Chapitre II : Un manoir sorti de nulle part

95 16 79
                                    

« Alice ! Calie ! Veuillez cesser de vous coller ainsi à la fenêtre ! Vous ne pouvez donc pas vous tenir tranquillement ? »

Dans un concert de froufrous déçus, les deux jeunes filles se rassirent sur la banquette en lissant leurs jupes, sous l'œil mécontent de leur père. Il voyait leurs cernes et devinait parfaitement qu'elles avaient lu jusqu'à tomber de sommeil sur leur livre. D'ailleurs, on en devinait encore les lignes sur leurs tempes. En fait, à part accompagner leur mère pendant ses promenades, elles n'avaient fait que lire de tout le temps passé à l'auberge. Aujourd'hui, c'était le paysage qui requérait toute leur attention.. Faisant mine de rajuster ses boucles, Calie fit un clin d'œil à sa jumelle. « Dès qu'il aura tourné le dos, profitons-en ! » Alice y répondit par un sourire complice. Elles avaient rarement besoin de se parler à haute voix pour se comprendre.

Mais M. Corvey veillait au grain, et elles ne purent que loucher désespérément vers les fenêtres, alors qu'elles y auraient volontiers passé la tête, et même le buste si elles avaient pu. Elles avaient cru en arrivant à l'auberge, une semaine auparavant, que l'on avait déjà atteint la campagne, et mesuraient à présent leur erreur. S'ils avaient traversé plusieurs villes et villages de taille respectable pendant la première partie du voyage, les habitations se faisaient désormais toujours plus rares et espacées, perdues dans une immensité verte.

Mme Corvey somnolait, profitant d'une route jusque-là assez épargnée par les ornières et les nids-de-poule. Son mari ruminait de sombres pensées.
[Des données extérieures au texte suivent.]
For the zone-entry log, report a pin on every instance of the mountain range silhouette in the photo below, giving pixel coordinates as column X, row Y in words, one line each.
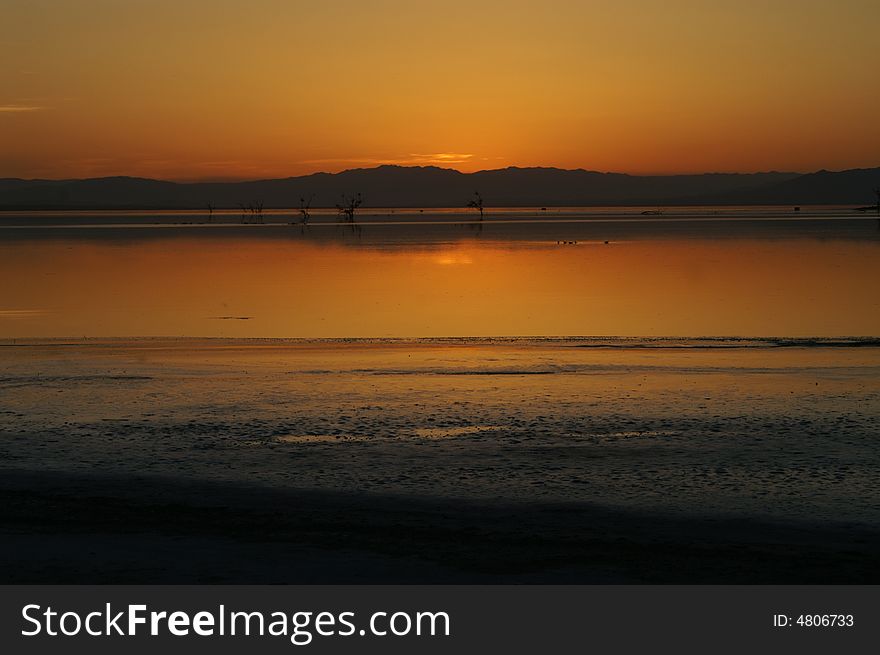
column 430, row 186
Le sentiment d'inquiétude ne l'avait toujours pas quitté.

Ignorantes des préoccupations paternelles, Alice et Calie s'absorbaient toujours plus dans le paysage qui défilait dans le petit cadre de la fenêtre. C'était une véritable avalanche de champs, de collines et de vallons, déroulés sous un ciel bleu. Le soleil éclaboussait les coquelicots et les marguerites sur le bord du chemin. Alice et Calie ne s'en lassaient pas. Elles n'avaient jamais vu autant d'arbres à la fois, et cela les rendait presque honteuses. Ils avaient encore traversé plusieurs petits villages, mais le dernier remontait à près d'une heure à combeprésent.

Le prochain serait le petit hameau qui voisinait le manoir, La Combe-Vauperle. Les maisons se profilaient déjà au loin. La diligence croisa quelques granges et silos jetés en amas de plus en plus rapprochés, et des charrettes conduites par des paysans à l'air revêche. Les roues cahotaient sur la route cabossée, leurs vibrations se transmettaient jusqu'aux bagages entassés sur l'impériale, qui s'entrechoquaient dangereusement.

En entrant dans le village, les jumelles cherchèrent immédiatement à observer les habitants : n'allaient-ils pas être voisins après tout ? Lesdits voisins regardaient le véhicule avec au moins autant de curiosité. La plupart étaient un peu méfiants, et observaient depuis le pas de leur porte. Les enfants montraient du doigt. Les anciens, eux, semblaient encore plus sur leurs gardes et détournaient le regard comme pour conjurer un mauvais souvenir. Quelques gamins insouciants se mirent à courir à la suite de l'attelage, faisant des signes aux deux jumelles qui les leur rendirent bien volontiers.

Soudain, un vieillard aussi ridé qu'une chemise plissée croisa leur regard, et eut une réaction des plus étranges. Sursautant comme si le Diable en personne lui avait murmuré à l'oreille, il se leva avec une vivacité surprenante et rattrapa un à un les enfants pour les éloigner de la voiture. Il jeta un dernier regard, tandis que les jeunes filles intriguées collaient presque leur nez à la vitre.

Etait-ce de la crainte dans ses yeux ?

« Alice ! Calie ! » gronda M. Corvey, furieux.

Il s'apprêtait à les houspiller quand la voiture tomba dans un nid de poule. Alice plongea littéralement dans les jupes de Calie qui manqua de s'assommer contre la portière. La secousse acheva brutalement le sommeil déjà bien mis à mal de Mme Corvey. Elle grimaça et porta instinctivement les mains à son ventre, comme pour protéger le petit être qui l'occupait.